Capital investment pledged for Cambodia has slowed dramatically this year, totaling $240 million in the first nine months of 1999, down from $796 million during the same period of 1998, government statistics show.
The third quarter especially was quiet, with only 15 proposed projects worth $60 million approved, according to figures from the Council for the Development of Cambodia. That compared with 45 projects worth $369.3 million during the same period of 1998.
It’s not known what percentage of approved projects are implemented in Cambodia.
The latest statistics show that investors from Asia and the Pacific region, especially from Asean countries, drastically declined. “Cambodia is in the same position as neighboring countries like Laos and Vietnam. Investment in these countries is going down,” said Kao Kim Hourn, executive director for the Cambodian Institute for Cooperation and Peace. “This is something related to the Asian financial crisis. The economy in the crisis countries is slowly recovering but it still impacts on Cambodia’s transitional economy.”
Economic analysts and CDC officials attributed other factors—poor infrastructure, high cost of transportation, frequent crimes and unclear land tenure—to slow investment plans.
“The government needs to set clear policy and strategies on how to attract private investors,” said Kao Kim Hourn.
The statistics show that the Cambodian Investment Board of the CDC approved 67 projects worth $240 million from January through September this year, compared with 120 projects worth $796 million during the same period of 1998.
The figures showed sharp drops in wood processing, tourism and agriculture projects.
Proposed investment in wood processing manufacturing is down from $179 million during all of 1998 to only $14 million so far this year. Hotel investment projects have declined from $106 million in 1998 to $25 million in the first nine months of this year. Proposed investments in agriculture plantations have dropped from $41 million in 1998 to roughly $5 million through September.
The decline in proposed investment in garment manufacturing—Cambodia’s leading industry—was relatively mild despite export quotas imposed by the US government early this year.
About half of this year’s approved projects so far are in the garment manufacturing sector. Proposed garment manufacturing projects accounted for $89 million.
During the same period of 1998, 68 projects worth $105 million were approved in garment manufacturing.
The biggest investor this year so far is Manhattan Textile and Garment Corp, a US-Taiwan joint venture, which pledged $21 million. The project is followed by Royal Heritage Hotels Co, a Cambodian company, pledging $20 million for its hotel and restaurant projects. A number of other projects are in the $10 million to $15 million range.

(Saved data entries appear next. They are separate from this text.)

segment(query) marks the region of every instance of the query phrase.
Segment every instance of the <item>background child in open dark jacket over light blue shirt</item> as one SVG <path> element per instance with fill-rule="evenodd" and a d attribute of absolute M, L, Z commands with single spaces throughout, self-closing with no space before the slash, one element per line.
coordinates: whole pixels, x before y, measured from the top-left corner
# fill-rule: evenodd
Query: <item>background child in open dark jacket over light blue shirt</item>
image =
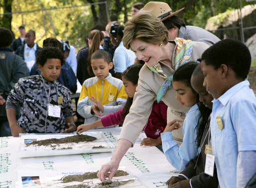
<path fill-rule="evenodd" d="M 35 63 L 37 52 L 42 49 L 36 43 L 34 43 L 34 41 L 35 31 L 27 31 L 25 34 L 25 44 L 19 46 L 15 52 L 15 54 L 19 55 L 26 62 L 29 72 Z"/>

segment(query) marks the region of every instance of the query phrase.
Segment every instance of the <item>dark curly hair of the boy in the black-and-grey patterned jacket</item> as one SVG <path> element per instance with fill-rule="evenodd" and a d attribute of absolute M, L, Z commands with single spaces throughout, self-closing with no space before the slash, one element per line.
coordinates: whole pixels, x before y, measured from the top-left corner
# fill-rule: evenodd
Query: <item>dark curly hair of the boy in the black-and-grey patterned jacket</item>
<path fill-rule="evenodd" d="M 65 64 L 65 57 L 63 53 L 56 47 L 47 46 L 37 52 L 36 64 L 44 66 L 47 59 L 59 59 L 61 66 Z"/>

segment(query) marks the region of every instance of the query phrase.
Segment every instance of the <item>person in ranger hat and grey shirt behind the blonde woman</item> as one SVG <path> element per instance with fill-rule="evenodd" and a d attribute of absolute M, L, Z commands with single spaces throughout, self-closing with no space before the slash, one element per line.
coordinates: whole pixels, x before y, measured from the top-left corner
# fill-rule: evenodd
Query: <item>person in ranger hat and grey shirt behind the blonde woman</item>
<path fill-rule="evenodd" d="M 145 4 L 141 11 L 149 11 L 163 22 L 168 30 L 169 40 L 179 37 L 186 40 L 204 42 L 210 46 L 220 41 L 217 36 L 201 27 L 186 26 L 184 20 L 176 16 L 183 9 L 181 8 L 174 12 L 166 2 L 150 1 Z"/>

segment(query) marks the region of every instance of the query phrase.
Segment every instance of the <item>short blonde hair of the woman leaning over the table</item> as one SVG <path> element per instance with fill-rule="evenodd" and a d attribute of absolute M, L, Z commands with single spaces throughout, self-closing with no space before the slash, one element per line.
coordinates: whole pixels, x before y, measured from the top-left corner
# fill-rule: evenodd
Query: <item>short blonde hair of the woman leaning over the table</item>
<path fill-rule="evenodd" d="M 166 45 L 168 43 L 168 30 L 154 14 L 141 11 L 134 15 L 125 26 L 124 46 L 130 49 L 130 43 L 135 39 Z"/>

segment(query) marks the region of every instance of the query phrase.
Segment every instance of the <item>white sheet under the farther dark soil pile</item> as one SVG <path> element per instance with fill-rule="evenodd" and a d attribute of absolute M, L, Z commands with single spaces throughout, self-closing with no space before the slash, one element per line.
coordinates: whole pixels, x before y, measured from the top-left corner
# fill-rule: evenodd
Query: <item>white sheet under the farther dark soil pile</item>
<path fill-rule="evenodd" d="M 84 132 L 84 135 L 96 137 L 97 140 L 91 142 L 68 143 L 51 146 L 26 146 L 25 142 L 29 140 L 46 140 L 51 138 L 64 138 L 74 136 L 75 134 L 22 134 L 20 135 L 20 152 L 19 157 L 41 157 L 54 155 L 70 155 L 82 153 L 102 153 L 113 152 L 115 146 L 106 140 L 102 132 Z M 103 146 L 103 148 L 93 148 Z M 54 148 L 54 149 L 53 149 Z"/>

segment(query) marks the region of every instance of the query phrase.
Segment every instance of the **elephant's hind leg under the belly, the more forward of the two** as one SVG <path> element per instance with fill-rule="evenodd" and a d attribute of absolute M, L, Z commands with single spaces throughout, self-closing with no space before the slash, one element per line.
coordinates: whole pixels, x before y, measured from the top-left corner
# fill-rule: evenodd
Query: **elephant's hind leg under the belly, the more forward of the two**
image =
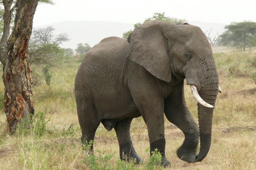
<path fill-rule="evenodd" d="M 131 159 L 133 159 L 136 161 L 136 163 L 140 163 L 142 160 L 137 155 L 131 142 L 131 121 L 132 118 L 126 118 L 124 120 L 116 122 L 116 126 L 114 127 L 119 142 L 120 159 L 125 161 L 130 161 Z"/>

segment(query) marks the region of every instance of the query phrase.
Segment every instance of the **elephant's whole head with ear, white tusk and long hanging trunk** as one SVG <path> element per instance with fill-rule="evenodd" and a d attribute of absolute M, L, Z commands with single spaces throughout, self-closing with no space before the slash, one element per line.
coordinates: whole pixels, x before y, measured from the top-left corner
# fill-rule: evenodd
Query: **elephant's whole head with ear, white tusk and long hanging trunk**
<path fill-rule="evenodd" d="M 199 102 L 201 148 L 196 161 L 202 161 L 211 144 L 212 115 L 218 94 L 218 73 L 203 31 L 187 23 L 153 20 L 135 28 L 128 42 L 128 57 L 152 75 L 166 82 L 174 77 L 186 78 L 191 85 Z"/>

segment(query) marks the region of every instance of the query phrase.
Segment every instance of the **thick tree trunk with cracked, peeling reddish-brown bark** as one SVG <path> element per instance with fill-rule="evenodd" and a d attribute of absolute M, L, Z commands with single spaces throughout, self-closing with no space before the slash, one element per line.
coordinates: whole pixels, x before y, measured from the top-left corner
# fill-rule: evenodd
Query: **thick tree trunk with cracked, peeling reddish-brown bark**
<path fill-rule="evenodd" d="M 16 125 L 29 125 L 34 114 L 32 101 L 32 69 L 27 53 L 32 32 L 32 21 L 38 0 L 17 0 L 12 33 L 6 46 L 6 63 L 3 68 L 4 111 L 7 131 L 15 132 Z"/>

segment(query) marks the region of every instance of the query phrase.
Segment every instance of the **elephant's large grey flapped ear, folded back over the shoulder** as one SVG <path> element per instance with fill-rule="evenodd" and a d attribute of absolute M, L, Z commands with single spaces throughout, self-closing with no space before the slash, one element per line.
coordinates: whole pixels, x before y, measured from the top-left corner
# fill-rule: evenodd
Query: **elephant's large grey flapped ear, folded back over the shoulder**
<path fill-rule="evenodd" d="M 171 59 L 164 33 L 166 28 L 173 26 L 163 21 L 148 21 L 135 28 L 128 37 L 128 58 L 166 82 L 171 81 Z"/>

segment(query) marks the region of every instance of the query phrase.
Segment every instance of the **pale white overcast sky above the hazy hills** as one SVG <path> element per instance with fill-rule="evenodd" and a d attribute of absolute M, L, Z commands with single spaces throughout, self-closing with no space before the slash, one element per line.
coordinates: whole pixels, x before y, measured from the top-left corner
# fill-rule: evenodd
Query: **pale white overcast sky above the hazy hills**
<path fill-rule="evenodd" d="M 34 26 L 60 21 L 138 23 L 155 12 L 188 21 L 230 24 L 256 22 L 256 0 L 53 0 L 39 4 Z"/>

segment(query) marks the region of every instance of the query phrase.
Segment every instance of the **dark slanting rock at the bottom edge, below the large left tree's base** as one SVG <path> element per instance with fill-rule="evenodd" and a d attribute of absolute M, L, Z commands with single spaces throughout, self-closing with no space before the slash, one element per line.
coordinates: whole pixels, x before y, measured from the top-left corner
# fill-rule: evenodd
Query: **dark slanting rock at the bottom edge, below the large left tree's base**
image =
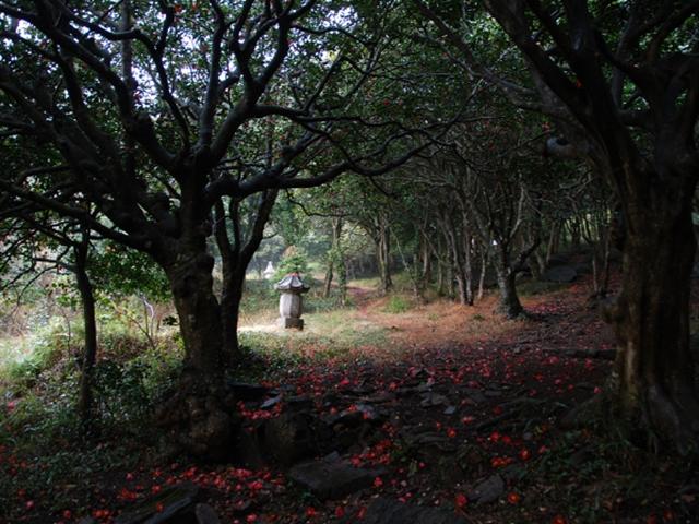
<path fill-rule="evenodd" d="M 199 488 L 180 484 L 133 505 L 115 524 L 193 524 L 193 508 Z"/>

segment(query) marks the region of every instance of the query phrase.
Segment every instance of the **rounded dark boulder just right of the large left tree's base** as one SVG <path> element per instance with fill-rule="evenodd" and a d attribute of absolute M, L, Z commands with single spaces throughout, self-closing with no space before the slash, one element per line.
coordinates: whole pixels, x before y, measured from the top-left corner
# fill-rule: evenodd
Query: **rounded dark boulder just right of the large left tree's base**
<path fill-rule="evenodd" d="M 282 413 L 264 426 L 264 449 L 282 464 L 291 465 L 315 454 L 317 445 L 306 413 Z"/>

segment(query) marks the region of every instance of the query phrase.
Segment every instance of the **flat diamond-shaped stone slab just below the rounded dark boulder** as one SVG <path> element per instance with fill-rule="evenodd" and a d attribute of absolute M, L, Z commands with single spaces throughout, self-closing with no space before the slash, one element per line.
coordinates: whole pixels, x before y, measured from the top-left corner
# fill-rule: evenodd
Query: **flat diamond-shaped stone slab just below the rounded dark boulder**
<path fill-rule="evenodd" d="M 292 480 L 322 500 L 337 499 L 368 488 L 376 477 L 384 474 L 384 469 L 354 467 L 332 455 L 320 461 L 297 464 L 288 472 Z"/>

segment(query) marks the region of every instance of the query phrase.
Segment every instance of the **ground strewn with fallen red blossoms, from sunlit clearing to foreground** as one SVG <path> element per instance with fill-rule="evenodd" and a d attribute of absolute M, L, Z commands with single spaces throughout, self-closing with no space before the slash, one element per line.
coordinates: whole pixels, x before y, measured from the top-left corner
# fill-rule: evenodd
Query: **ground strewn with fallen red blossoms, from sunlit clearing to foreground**
<path fill-rule="evenodd" d="M 259 366 L 245 379 L 268 389 L 239 409 L 254 432 L 308 401 L 313 416 L 336 430 L 318 450 L 336 444 L 340 458 L 375 471 L 368 486 L 318 497 L 291 480 L 288 466 L 163 462 L 138 440 L 105 436 L 93 448 L 102 467 L 73 464 L 85 468 L 82 484 L 63 486 L 58 475 L 50 501 L 40 486 L 17 485 L 0 523 L 67 524 L 87 511 L 114 522 L 181 481 L 198 485 L 225 524 L 379 522 L 371 514 L 379 498 L 441 509 L 454 523 L 699 522 L 694 460 L 630 442 L 614 420 L 561 425 L 573 406 L 603 394 L 612 366 L 613 334 L 588 306 L 585 281 L 525 296 L 522 320 L 500 318 L 493 296 L 469 308 L 443 300 L 404 307 L 364 287 L 351 294 L 355 307 L 330 313 L 332 322 L 313 326 L 317 317 L 306 315 L 305 334 L 283 335 L 277 352 L 304 358 L 277 366 L 277 354 L 256 357 Z M 372 335 L 332 350 L 333 337 L 320 336 L 332 332 L 330 323 L 335 333 Z M 275 336 L 263 320 L 249 324 Z M 67 452 L 71 445 L 56 443 Z M 132 466 L 99 458 L 115 446 L 127 450 Z M 39 462 L 0 446 L 0 476 L 32 464 Z"/>

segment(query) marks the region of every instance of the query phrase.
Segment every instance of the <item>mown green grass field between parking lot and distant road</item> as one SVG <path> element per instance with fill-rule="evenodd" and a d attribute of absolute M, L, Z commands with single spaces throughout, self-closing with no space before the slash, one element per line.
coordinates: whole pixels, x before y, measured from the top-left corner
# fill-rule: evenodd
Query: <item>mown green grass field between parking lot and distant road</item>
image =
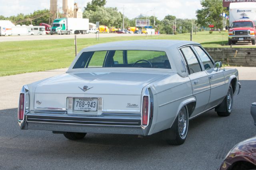
<path fill-rule="evenodd" d="M 85 38 L 78 39 L 77 43 L 80 51 L 97 43 L 145 39 L 190 40 L 190 34 L 112 37 L 100 38 L 99 41 L 95 38 Z M 193 34 L 193 41 L 201 43 L 204 47 L 229 47 L 222 46 L 222 40 L 224 44 L 227 43 L 226 32 Z M 74 39 L 0 42 L 0 51 L 0 76 L 69 67 L 75 57 Z"/>

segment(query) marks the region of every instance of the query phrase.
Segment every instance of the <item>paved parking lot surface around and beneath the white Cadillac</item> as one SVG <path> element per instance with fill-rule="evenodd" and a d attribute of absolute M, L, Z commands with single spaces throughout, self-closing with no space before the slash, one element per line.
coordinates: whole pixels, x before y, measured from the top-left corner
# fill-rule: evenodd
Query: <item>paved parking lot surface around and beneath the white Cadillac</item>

In recent years, Asian countries had accounted for a large portion of foreign investment, according to the statistics.
In all of 1998, Asean countries outside Cambodia pledged $187 million in capital investment while this year so far the total is only $32 million.
Other countries in Asia and the Pacific this year have committed $93 million, compared with $350 million for all of last year.
European countries as a whole have maintained a stable, although small investment. Proposed investments from the US, although a fraction of the total, have increased from $4.5 million during 1998 to $16.7 million during the first nine months of this year.